Desde las profundidades del barco llegaba el rumor de los lamentos de Ebenezer.

—¡Ya basta, ya basta! —ordenó uno de los piratas.

Aquel hombre afirmó que no abrigaban intenciones para con los miserables pellejos de los pasajeros, sino con respecto al dinero y las mercancías. Si todo el mundo se comportaba adecuadamente, no sufrirían ningún daño, salvo la pérdida de los objetos de valor, unos cuantos barriles de carne de cerdo y de guisantes y tres o cuatro marineros que los piratas necesitaban para completar su tripulación; al cabo de una hora podrían reanudar la travesía. A continuación despachó a un contingente de piratas para que acompañaran a los pasajeros varones a sus camarotes, para cobrarse el botín, mientras las mujeres se quedaban en cubierta en calidad de rehenes, a fin de garantizar que el pillaje se efectuaba limpiamente; a otro destacamento se le encargó desvalijar la bodega, y un tercero, formado por tres hombres armados, fue hacia el castillo de proa en busca de otros marineros.

—¡Deprisa! —le dijo Ebenezer a Bertrand, saltando al suelo—. ¡Ponte estas ropas y dame mi camisón! —El mismo empezó a quitarle al criado las ropas con la mayor celeridad posible.

—¿Por qué? —gimió Bertrand—. De todos modos es nuestro fin.

Ebenezer ya se había quitado las ropas y empezó a darle tirones al camisón.

—No sabemos lo que nos aguarda —dijo, macabramente—. Puede que les interesen los caballeros y no las gentes pobres. En todo caso es mejor afrontarlo honradamente. ¡Si he de morir lo haré como Eben Cooke, no como Bertrand Burton! ¡Quítate ya eso! —Dio un último tirón y el camisón salió por encima de la cabeza y de los brazos de Bertrand—. ¡Por Cristo, si está cagado!

—De puro miedo —admitió el criado, y salió gateando a por algo de ropa.

—¡Alto ahí, mocitos! —dijo una voz desde la escalera de toldilla—. ¡Mirad ahí, compañeros, esto es una Gomorra flotante!

Ebenezer, con el camisón sucio aún a la altura del cuello, y Bertrand, que seguía desnudo y a cuatro patas, se volvieron, encontrándose con tres piratas que sonreían, pistola y espada en mano, en lo alto de la escalerilla.

—Siento tantísimo aguaros la fiesta, marineros —dijo el de mayor autoridad. Era un moro de aspecto feroz, con cuello de toro, la nariz rota, la barba crespa y la piel oscura; en lo alto de la cabeza llevaba una especie de turbante rojo, y por debajo de la camisa le asomaba, erizado, el vello negro—. Pero queremos vuestros culos en cubierta.

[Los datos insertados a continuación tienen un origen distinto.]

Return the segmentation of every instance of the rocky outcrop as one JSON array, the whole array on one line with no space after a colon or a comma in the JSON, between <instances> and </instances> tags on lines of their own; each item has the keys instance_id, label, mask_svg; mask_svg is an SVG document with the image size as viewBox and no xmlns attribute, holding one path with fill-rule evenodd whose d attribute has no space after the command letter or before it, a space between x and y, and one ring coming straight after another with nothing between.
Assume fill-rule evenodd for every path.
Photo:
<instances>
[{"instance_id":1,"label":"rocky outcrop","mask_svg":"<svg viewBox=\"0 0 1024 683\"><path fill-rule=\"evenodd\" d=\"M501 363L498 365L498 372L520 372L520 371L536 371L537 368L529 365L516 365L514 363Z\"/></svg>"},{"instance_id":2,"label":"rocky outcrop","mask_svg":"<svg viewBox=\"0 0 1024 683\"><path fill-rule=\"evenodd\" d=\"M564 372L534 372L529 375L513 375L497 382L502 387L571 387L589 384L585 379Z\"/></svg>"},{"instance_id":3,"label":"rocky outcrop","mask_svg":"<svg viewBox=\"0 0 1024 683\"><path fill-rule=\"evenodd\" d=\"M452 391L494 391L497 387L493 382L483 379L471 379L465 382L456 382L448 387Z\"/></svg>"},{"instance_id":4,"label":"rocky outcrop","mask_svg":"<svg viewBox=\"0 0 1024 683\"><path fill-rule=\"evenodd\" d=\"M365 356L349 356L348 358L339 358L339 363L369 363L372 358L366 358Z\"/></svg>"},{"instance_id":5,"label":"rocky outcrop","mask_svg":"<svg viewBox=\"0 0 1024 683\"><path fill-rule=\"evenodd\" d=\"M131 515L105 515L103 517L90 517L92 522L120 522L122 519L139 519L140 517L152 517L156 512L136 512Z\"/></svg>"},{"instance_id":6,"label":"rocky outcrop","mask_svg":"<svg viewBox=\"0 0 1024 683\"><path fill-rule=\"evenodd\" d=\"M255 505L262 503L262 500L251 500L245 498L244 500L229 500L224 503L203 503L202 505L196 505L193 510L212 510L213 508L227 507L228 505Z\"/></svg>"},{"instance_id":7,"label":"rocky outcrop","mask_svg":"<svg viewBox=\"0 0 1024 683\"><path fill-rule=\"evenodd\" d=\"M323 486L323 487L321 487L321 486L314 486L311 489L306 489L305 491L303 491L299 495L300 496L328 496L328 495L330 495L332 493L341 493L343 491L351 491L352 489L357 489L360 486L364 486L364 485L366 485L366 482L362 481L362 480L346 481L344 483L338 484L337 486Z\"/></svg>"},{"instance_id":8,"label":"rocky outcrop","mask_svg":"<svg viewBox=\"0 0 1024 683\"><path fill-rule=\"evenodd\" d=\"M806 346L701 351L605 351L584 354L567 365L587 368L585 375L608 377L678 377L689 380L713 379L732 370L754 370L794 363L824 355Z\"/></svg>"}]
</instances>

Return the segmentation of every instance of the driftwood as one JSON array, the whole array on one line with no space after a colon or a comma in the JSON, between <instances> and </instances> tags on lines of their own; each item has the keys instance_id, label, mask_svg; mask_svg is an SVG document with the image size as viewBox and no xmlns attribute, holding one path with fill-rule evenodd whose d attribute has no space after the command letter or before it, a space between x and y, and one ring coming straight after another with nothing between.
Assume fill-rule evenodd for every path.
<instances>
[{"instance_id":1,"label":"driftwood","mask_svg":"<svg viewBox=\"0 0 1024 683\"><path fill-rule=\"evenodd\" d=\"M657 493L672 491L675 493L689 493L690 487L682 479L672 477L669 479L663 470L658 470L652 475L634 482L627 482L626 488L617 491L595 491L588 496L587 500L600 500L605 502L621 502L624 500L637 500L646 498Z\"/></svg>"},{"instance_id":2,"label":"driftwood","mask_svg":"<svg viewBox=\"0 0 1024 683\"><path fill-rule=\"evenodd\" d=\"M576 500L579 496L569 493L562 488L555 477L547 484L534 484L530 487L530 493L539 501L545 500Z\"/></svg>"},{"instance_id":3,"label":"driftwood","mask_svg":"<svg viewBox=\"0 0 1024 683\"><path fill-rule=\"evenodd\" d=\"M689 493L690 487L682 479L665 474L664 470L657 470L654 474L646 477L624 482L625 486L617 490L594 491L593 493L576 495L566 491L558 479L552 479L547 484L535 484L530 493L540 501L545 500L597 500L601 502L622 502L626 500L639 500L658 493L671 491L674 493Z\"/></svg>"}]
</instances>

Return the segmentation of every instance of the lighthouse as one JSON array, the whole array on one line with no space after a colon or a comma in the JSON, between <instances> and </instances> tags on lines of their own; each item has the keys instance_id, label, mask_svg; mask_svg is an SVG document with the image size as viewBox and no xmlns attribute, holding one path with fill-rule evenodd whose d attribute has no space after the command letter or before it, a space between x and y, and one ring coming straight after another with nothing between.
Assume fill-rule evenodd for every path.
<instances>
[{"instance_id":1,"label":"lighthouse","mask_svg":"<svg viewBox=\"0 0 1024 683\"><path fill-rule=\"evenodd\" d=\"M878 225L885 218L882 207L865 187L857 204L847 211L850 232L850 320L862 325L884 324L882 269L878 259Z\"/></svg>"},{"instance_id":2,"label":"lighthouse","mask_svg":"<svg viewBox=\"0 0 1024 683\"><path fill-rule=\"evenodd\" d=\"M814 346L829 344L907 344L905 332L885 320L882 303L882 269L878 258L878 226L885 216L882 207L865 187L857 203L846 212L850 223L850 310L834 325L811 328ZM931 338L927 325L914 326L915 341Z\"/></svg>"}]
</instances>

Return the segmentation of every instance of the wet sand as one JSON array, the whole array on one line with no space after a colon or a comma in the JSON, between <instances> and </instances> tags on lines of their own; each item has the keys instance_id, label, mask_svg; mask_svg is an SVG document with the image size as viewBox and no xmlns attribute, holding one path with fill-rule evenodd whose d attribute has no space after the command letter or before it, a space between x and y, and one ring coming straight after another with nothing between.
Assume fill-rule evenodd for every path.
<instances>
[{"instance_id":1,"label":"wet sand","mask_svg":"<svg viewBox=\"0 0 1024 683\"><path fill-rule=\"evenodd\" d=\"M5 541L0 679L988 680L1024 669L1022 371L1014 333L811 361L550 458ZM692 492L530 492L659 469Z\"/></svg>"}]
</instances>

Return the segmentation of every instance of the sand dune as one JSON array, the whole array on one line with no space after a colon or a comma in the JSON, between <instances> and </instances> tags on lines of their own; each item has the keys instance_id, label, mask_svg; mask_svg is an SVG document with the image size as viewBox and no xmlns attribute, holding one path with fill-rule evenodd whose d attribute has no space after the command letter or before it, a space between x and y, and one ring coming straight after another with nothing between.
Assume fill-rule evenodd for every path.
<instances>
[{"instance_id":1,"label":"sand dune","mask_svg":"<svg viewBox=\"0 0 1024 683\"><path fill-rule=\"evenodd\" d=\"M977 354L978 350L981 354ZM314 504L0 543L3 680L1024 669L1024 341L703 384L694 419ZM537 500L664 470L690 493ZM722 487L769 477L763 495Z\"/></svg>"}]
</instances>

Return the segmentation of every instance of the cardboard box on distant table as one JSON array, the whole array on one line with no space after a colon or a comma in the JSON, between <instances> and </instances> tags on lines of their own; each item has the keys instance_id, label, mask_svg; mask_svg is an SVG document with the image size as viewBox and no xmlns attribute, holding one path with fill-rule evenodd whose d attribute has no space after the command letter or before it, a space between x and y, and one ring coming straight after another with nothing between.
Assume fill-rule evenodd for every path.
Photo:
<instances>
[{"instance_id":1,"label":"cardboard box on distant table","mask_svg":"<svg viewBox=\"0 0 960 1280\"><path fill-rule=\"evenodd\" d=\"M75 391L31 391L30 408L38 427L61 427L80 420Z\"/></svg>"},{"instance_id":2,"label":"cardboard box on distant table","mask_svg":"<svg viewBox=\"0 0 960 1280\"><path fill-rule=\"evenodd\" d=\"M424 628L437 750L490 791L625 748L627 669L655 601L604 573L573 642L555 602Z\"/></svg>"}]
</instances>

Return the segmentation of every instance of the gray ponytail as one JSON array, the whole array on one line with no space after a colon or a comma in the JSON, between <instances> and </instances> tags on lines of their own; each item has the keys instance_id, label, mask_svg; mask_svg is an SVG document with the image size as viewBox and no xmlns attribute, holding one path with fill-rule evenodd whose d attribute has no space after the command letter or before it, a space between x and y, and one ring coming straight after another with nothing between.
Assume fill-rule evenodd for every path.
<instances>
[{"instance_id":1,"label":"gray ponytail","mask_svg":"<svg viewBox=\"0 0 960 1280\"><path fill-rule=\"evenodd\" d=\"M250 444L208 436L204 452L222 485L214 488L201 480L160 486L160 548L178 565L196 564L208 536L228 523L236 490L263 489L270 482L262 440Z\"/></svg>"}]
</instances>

—Os suplico que no os confundáis conmigo, señor —respondió Ebenezer, bajándose los faldones del camisón. Se enderezó lo más pausadamente que pudo y señaló a Bertrand con desdén—. Ese sujeto puede hablar por él, pero yo no soy marinero: ¡Me llamo Ebenezer Cooke y soy Poeta Laureado de Maryland, provincia de Su Majestad el rey!